Does that mean we can chow down with wild abandon on this sensational chocolate ? No--this is a high-calorie snack. But a couple of small chunks of this after a meal will satisfy even the strongest sweet or chocolate craving.
- 8 oz dark chocolate (225 gm), 70% or higher
- 1/2 cup raw pumpkin seeds, (shelled) and toasted
- a sprinkling of Fleur de Sel or other flaky sea salt
This chocolate bark with pumpkin seeds is very easy to make (and if you chill it in the freezer, it will be ready in no time flat).
Use a high quality DARK chocolate (at least 70% cacao, and preferably higher), and seek out a Fair Trade product sold where you live. Use a double boiler (or a glass or metal bowl set over boiling water) to melt it carefully.
Toast the pumpkin seeds by heating them in a dry skillet over medium heat for a few minutes, just until they are beginning to brown. They will continue to roast after you remove them from the heat. Toasting brings out their delicious flavour.
Spread the melted chocolate on a parchment paper-lined baking sheet, sprinkle with pumpkin seeds and a flaky sea salt like Fleur de Sel, and leave it to set.
Break it into pieces, wrap attractively and Bingo! It's ready for gift-giving. Or just for you after the kids are in bed.
Salted Dark Chocolate Bark with Pumpkin Seeds
- 8 oz dark chocolate, (225 gm), 70% or higher
- 1/2 cup raw pumpkin seeds, (shelled) toasted
- sprinkling of Fleur de Sel or other flaky sea salt
- Line a baking sheet with parchment paper.

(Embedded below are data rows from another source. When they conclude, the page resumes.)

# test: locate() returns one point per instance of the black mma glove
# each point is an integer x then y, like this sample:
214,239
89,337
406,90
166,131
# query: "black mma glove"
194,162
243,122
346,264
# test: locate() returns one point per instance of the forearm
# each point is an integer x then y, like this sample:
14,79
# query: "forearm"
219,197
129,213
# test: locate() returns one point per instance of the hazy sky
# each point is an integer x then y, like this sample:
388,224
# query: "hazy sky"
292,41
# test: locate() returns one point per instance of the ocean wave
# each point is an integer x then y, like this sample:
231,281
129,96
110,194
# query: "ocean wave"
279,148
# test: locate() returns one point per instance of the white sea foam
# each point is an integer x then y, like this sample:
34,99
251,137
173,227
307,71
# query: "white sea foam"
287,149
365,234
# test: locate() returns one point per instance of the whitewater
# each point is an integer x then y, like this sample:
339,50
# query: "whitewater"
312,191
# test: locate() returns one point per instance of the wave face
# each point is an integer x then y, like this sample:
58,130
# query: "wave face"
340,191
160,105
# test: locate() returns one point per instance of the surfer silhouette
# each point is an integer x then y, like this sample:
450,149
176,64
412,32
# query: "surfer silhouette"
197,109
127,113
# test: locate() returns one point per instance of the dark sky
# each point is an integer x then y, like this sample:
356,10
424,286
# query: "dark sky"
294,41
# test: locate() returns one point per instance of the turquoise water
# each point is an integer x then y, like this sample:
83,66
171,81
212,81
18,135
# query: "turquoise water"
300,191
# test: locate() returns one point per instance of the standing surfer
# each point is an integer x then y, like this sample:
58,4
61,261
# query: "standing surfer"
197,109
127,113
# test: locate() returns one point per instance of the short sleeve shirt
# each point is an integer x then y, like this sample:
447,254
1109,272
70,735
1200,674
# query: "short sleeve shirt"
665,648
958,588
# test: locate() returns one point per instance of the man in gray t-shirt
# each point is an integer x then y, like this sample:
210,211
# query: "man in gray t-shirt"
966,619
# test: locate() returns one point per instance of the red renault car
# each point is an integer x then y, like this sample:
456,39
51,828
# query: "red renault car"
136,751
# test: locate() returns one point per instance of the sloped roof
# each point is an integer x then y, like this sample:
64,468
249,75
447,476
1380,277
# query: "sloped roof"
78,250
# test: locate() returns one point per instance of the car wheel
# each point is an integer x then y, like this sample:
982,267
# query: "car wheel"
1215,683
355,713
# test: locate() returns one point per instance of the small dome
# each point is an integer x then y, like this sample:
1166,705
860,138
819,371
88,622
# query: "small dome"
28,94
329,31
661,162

- Toast shelled raw pumpkin seeds by placing in a dry skillet over medium heat. Shake pan and remove from heat once the seeds begin to brown slightly. Set aside to cool.
- Melt chocolate over boiling water.
- Spread the chocolate evenly on the parchment paper.
- Sprinkle with pumpkin seeds, pressing gently into the chocolate.
- Sprinkle with Fleur de Sel or other flaky sea salt.
- Set aside to cool, or place in refrigerator to set.
- Store either in refrigerator or in a cool place.